Origin: South Africa
Size: Climber to 4 metres
Best removal time: Autumn—Winter
Spray: July to September
Flowers: August to October

What it does

This creeper is highly invasive and aggressive. It can form large mats on the ground and large masses in the canopy of trees. It smothers trees and shrubs. It is listed as a ‘Weed of National Significance’ - one of the 20 worst weeds in Australia. 

Bridal Creeper is a declared Noxious weed across Victoria as it has the potential to spread widely and cause serious economic loss to agriculture or have some detrimental effect upon people, animals, the environment or the local community.

What it looks like

Bridal Creeper grows rapidly in autumn/winter and dies back to the roots over summer. The leaves are bright green to 3cm long, broad and round at the base, coming to a point at the tip (similar to Wandering Trad). Stems are thin (like a dress pin) and wiry. A round green berry develops after the white flowers, ripening to red. It grows in drier areas such as ridges or open grassy forest and paddocks.

How it spreads

This plant spreads rapidly from bird and animal dispersed seed or from parts of the roots. Dumped garden waste, contaminated soil and machinery also contribute to its distribution.


Remove by Hand

Bridal Creeper grows from fibrous roots which have storage tubers - these must be dug out for best results. The above ground portion of the plant can be cut and left to die - this should be done before it fruits. The roots must be dug out and disposed of carefully.

Spray with herbicide

Bridal Creeper is best sprayed when the plant is just starting to flower. Use a registered product and ensure you check the label and follow instructions. Ring the Department of Environment, Land, Water & Planning on 136 186 for full details.

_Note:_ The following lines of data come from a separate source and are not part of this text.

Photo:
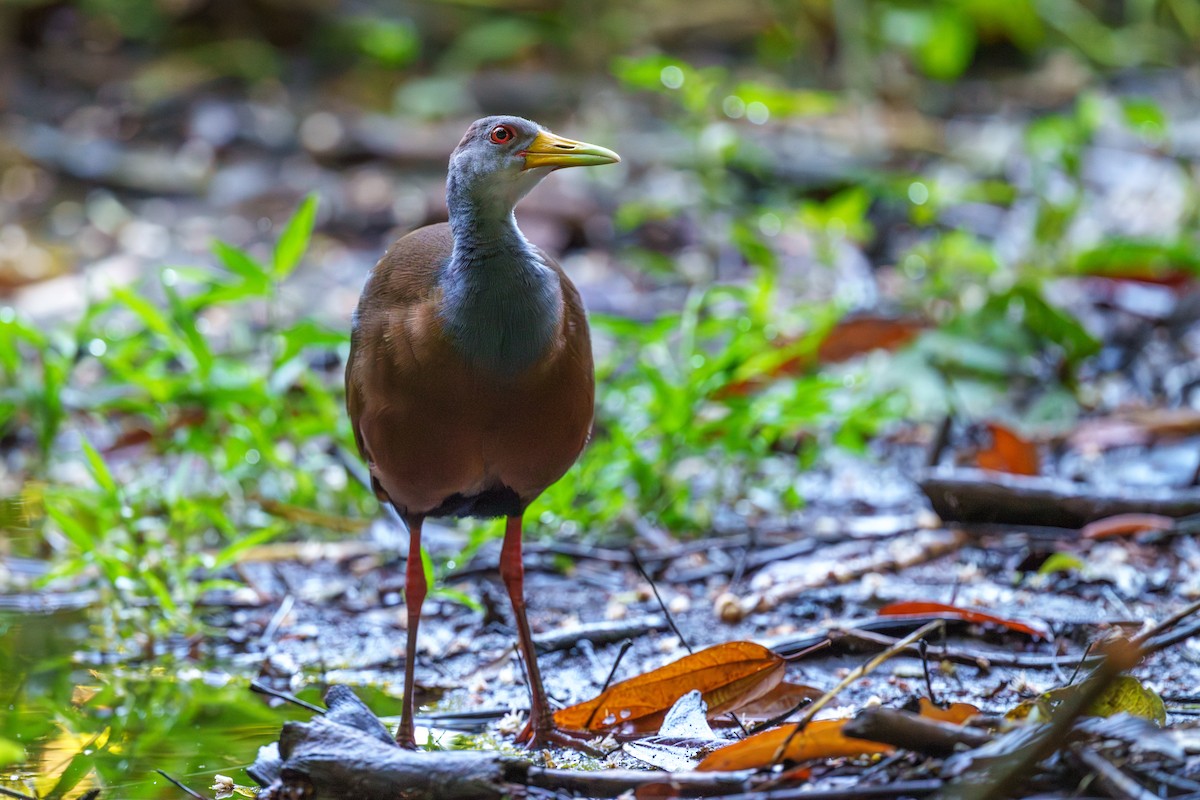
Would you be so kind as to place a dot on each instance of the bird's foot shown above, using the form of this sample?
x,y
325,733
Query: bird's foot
x,y
543,737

Indigenous alternatives to plant

Many plant alternatives exist that are indigenous to the Yarra Ranges region and would make great substitutes for this weed species. Some alternatives include:

Common Apple-berry, Billardiera mutabilis
Mountain Clematis, Clematis aristata

How to dispose of weeds

By disposing of environmental weeds correctly you can prevent re-infestation on your property and elsewhere.

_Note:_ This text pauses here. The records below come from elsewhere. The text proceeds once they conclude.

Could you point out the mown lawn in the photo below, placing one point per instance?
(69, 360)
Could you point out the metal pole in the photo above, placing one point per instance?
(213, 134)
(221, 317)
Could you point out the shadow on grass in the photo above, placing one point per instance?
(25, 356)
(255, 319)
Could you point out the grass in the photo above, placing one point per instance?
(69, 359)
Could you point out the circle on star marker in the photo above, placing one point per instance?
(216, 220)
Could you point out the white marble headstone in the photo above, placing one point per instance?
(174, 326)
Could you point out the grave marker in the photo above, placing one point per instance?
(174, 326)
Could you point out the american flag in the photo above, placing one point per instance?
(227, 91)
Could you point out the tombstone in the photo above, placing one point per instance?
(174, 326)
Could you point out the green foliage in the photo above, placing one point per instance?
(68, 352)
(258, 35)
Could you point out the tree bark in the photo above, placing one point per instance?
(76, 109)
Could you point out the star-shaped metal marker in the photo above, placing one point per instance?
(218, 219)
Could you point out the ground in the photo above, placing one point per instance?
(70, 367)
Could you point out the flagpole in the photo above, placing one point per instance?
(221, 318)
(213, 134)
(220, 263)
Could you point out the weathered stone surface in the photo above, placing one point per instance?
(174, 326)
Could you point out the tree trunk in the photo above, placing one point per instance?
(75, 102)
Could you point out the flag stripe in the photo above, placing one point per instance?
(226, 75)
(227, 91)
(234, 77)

  • Landfill (Weed Wipeout Tip vouchers available for some species).
  • Green waste bins ensure that weeds are not able to spread.
  • Woody weed stems can be bundled for green collection twice per annum.
  • Composting (excluding seed heads or species with vegetative reproduction, e.g. Wandering Trad).
  • Burning in accordance with Council and the Country Fire Authority (CFA) prescribed burning periods and regulations.
  • Recovery and transfer stations available for weed tipping are Healesville, Wesburn, Coldstream, Lysterfield and Montrose.

Using chemicals

Non-chemical treatment is often the most effective and safe option especially on smaller scale infestations.

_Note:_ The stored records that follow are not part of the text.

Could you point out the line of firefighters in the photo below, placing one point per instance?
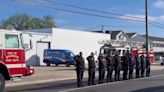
(115, 63)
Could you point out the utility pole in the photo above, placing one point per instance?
(146, 24)
(103, 28)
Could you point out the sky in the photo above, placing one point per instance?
(63, 19)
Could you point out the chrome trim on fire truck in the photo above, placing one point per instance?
(15, 65)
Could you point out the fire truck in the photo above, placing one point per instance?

Where chemical use is undertaken:

  • Always follow the manufacturer’s guidelines when using chemicals.
  • Wear protective clothing and eyewear.
  • When purchasing your herbicide, always ask for a Materials Safety Data Sheet (MSDS) or refer to the manufacturer’s website for specific safety guidelines and information.
  • Some herbicides will kill other plants and not just the target species.
  • When used near waterways herbicides can be very poisonous to aquatic life.
  • Use chemicals sparingly and be sure that you are using the right chemical and application technique.
  • Ensure the weather conditions are suitable (e.g. minimal wind and no rain expected).
  • Apply herbicides at the correct time during the plant’s growth cycle so you get the best results.